Okay, yeah. So data annotation would be like the act of seeing some complexity in the world and putting a label on it. And I think that is the root of many evils in terms of our ability to measure the behavior of models, where there are many different ways to choose to group people. And those are very much impactful for our understanding of the world and our understanding of how machine learning models simplify our understanding.
That's an interesting question. I mean, the first thing that comes to mind is like, if a more interpretable model is one that allows you to communicate more effectively to stakeholders about the implications for fairness, then maybe a model that isn't necessarily the optimum with respect to a given fairness metric could still be the most fair for that situation.

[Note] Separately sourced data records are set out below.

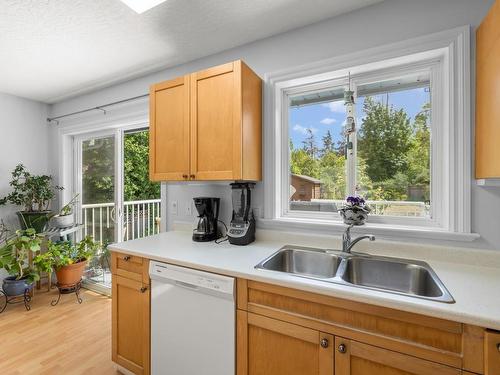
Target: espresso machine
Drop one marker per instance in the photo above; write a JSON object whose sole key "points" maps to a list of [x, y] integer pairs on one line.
{"points": [[242, 227], [208, 216]]}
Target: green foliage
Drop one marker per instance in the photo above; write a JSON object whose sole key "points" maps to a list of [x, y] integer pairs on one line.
{"points": [[33, 192], [136, 166], [419, 154], [384, 140], [309, 144], [303, 163], [332, 174], [60, 254], [98, 169], [68, 207], [393, 156], [14, 254], [328, 145]]}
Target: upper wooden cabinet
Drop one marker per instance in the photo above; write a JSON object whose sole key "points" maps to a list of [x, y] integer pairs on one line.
{"points": [[169, 130], [488, 95], [207, 126]]}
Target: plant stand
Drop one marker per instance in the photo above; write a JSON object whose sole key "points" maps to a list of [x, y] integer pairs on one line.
{"points": [[68, 289], [11, 300]]}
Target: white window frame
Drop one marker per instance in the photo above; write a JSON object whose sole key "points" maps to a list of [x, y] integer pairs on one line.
{"points": [[447, 56]]}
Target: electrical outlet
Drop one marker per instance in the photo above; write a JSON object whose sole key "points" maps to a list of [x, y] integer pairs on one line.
{"points": [[173, 207], [257, 211]]}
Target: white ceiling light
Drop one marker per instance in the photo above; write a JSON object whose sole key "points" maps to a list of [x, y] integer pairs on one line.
{"points": [[140, 6]]}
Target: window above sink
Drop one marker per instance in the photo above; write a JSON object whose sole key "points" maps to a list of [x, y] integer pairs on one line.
{"points": [[408, 153]]}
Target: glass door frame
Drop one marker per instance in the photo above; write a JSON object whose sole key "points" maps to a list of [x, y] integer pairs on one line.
{"points": [[117, 135]]}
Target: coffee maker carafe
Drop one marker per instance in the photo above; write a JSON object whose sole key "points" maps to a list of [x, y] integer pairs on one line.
{"points": [[242, 227], [208, 217]]}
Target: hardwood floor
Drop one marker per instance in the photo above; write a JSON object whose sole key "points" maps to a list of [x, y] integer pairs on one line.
{"points": [[50, 340]]}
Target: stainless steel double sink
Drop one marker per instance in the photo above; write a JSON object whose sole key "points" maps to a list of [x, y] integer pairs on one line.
{"points": [[394, 275]]}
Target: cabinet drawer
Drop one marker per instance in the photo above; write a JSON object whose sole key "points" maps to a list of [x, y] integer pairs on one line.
{"points": [[130, 266], [446, 342]]}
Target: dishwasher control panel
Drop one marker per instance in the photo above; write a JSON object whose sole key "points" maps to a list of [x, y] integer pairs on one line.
{"points": [[191, 279]]}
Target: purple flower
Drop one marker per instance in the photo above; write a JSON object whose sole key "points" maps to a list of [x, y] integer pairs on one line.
{"points": [[355, 201]]}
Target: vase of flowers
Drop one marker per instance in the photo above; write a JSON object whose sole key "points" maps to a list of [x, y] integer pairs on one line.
{"points": [[355, 211]]}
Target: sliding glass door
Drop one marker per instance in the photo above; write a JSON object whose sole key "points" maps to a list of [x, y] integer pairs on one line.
{"points": [[117, 201]]}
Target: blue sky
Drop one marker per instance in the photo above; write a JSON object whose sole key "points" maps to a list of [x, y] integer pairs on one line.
{"points": [[330, 116]]}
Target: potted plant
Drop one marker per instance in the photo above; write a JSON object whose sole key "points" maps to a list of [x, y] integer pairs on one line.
{"points": [[14, 258], [33, 193], [355, 211], [65, 217], [68, 260]]}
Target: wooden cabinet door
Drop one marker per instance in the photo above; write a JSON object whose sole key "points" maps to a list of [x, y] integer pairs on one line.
{"points": [[268, 346], [216, 123], [492, 353], [169, 139], [355, 358], [488, 95], [131, 331]]}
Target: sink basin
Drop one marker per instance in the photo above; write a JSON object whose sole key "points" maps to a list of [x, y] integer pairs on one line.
{"points": [[393, 275], [406, 277], [312, 263]]}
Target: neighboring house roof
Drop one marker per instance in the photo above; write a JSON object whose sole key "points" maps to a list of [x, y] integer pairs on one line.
{"points": [[308, 178]]}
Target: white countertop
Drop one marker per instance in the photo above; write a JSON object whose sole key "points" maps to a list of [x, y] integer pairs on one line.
{"points": [[475, 288]]}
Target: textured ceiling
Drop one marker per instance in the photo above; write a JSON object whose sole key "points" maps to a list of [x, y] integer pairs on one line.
{"points": [[54, 49]]}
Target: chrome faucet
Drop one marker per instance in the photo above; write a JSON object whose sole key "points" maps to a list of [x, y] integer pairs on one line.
{"points": [[348, 243]]}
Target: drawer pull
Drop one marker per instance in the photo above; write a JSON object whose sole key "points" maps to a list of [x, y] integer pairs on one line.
{"points": [[324, 343]]}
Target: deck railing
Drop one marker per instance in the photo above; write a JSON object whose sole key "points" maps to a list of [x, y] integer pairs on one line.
{"points": [[140, 219]]}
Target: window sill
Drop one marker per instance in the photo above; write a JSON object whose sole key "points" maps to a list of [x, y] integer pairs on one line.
{"points": [[385, 231]]}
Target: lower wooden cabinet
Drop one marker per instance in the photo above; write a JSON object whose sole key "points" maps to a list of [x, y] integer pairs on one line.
{"points": [[492, 353], [268, 346], [355, 358], [287, 331], [131, 324]]}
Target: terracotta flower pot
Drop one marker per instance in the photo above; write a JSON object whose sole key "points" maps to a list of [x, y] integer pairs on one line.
{"points": [[71, 274]]}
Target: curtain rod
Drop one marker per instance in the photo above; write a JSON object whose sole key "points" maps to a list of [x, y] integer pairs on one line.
{"points": [[98, 108]]}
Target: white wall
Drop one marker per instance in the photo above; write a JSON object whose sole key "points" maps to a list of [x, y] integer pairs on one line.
{"points": [[387, 22], [24, 139]]}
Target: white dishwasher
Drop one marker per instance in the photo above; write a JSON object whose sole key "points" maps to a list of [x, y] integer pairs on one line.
{"points": [[192, 321]]}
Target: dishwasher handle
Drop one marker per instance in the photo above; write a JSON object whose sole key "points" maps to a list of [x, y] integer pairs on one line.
{"points": [[182, 284]]}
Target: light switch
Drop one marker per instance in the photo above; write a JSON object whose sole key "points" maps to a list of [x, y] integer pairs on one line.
{"points": [[173, 207]]}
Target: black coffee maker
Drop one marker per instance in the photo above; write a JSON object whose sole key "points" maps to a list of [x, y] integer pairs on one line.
{"points": [[208, 216], [242, 227]]}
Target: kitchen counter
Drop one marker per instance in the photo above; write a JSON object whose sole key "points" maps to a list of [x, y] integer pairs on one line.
{"points": [[472, 277]]}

I'll add on to that one. Are there any tools in some more complex models that might help to open up that black box and explore levels of fairness or any sort of unexpected relationships that may be occurring in the data?
Does it make sense to look at fairness drift just as we do accuracy?
How would you recommend doing that?
So the vetiver set of tools for MLOps that the tidymodels team does their best to integrate with. Fairness metrics in tidymodels are metrics just like any other. We did our best to make them walk and talk like any metric from Yardstick. Maybe I shouldn't say this out loud, but if it works for a Yardstick metric, then it works for a fairness metric. And any tools in vetiver that can measure data drift and metric drift can also do so for fairness metrics.